Schotten in Köln

Bild der 11. Woche - 18. März bis 24. März 2019

Werner Mantz: Vier britische Soldaten mit Kilts vor dem Südportal des Kölner Doms, um 1919. Köln, Rheinisches Bildarchiv, Inv.-Nr. RBA 610 305 (© VG Bild-Kunst, Bonn 2018)

Der Donnerstag dieser Woche ist ein besonderer. Vor 1001 Tagen haben die Briten für den Austritt aus der Europäischen Union gestimmt. Seither ist viel passiert, und als Beobachter fühlt man sich mitunter in die unwirkliche Welt aus Tausendundeiner Nacht versetzt. In diesen 1001 Tagen konnte die britische Regierung nicht klären - und auch nicht erklären - wie sie den Verbund einigermaßen geordnet verlassen möchte. Und es wird wohl noch ein weiteres Weilchen dauern - Tage, Wochen, Monate, Jahre - alles scheint möglich.

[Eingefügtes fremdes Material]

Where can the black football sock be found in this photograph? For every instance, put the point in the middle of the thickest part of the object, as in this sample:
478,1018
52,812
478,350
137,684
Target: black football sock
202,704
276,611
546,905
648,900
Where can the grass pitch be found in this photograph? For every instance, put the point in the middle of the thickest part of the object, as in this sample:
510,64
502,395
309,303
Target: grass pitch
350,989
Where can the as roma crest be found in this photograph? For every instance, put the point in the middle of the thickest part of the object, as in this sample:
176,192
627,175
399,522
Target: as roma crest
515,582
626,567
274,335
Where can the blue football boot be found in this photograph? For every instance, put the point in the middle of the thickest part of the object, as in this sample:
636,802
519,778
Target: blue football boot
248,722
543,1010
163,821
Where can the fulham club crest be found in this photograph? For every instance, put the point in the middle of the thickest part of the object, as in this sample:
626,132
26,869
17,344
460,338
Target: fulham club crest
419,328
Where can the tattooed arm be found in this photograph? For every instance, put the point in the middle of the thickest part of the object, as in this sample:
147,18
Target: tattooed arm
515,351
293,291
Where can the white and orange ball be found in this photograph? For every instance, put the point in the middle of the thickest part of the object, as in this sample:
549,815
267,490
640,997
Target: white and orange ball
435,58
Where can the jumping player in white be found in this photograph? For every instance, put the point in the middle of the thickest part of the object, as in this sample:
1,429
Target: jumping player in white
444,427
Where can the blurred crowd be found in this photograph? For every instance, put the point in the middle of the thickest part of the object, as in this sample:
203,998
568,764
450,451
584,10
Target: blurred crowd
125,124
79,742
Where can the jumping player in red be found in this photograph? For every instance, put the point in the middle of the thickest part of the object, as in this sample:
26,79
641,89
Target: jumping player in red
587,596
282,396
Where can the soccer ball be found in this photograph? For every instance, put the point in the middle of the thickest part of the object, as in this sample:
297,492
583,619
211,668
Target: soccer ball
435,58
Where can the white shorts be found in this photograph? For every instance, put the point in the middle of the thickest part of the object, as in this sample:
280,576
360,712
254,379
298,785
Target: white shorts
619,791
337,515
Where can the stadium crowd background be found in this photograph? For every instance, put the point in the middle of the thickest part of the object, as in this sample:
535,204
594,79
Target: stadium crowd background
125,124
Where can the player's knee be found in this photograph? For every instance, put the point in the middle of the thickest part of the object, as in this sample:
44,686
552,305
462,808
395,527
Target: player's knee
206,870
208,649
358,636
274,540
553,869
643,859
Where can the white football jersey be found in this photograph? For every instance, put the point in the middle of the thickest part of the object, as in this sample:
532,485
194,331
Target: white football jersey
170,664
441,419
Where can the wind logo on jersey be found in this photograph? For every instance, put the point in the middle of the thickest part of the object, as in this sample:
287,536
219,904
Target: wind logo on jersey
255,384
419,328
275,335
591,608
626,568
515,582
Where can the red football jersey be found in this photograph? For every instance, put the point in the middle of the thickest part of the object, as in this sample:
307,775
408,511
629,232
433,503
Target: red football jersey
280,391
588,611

In den 1000 Nächten, die zwischen den 1001 Tagen liegen, haben viele Briten wahrscheinlich auch nicht gut geschlafen, weil sie nicht wussten, wie es weitergehen wird. Die vier Herren auf diesem Foto dürften hingegen gut geschlafen haben, denn sie konnten sich in der Gewissheit des Siegers wiegen. Es handelt sich nicht um Touristen, sondern um vier schottishe Soldaten in ihren Kilts, die zusammen mit der britischen Armee 1919 das Rheinland besetzen. Nicht nur die Schottenröcke lösen Erstaunen aus - die Soldaten sind wohl genährt und haben eine tadellose Ausrüstung.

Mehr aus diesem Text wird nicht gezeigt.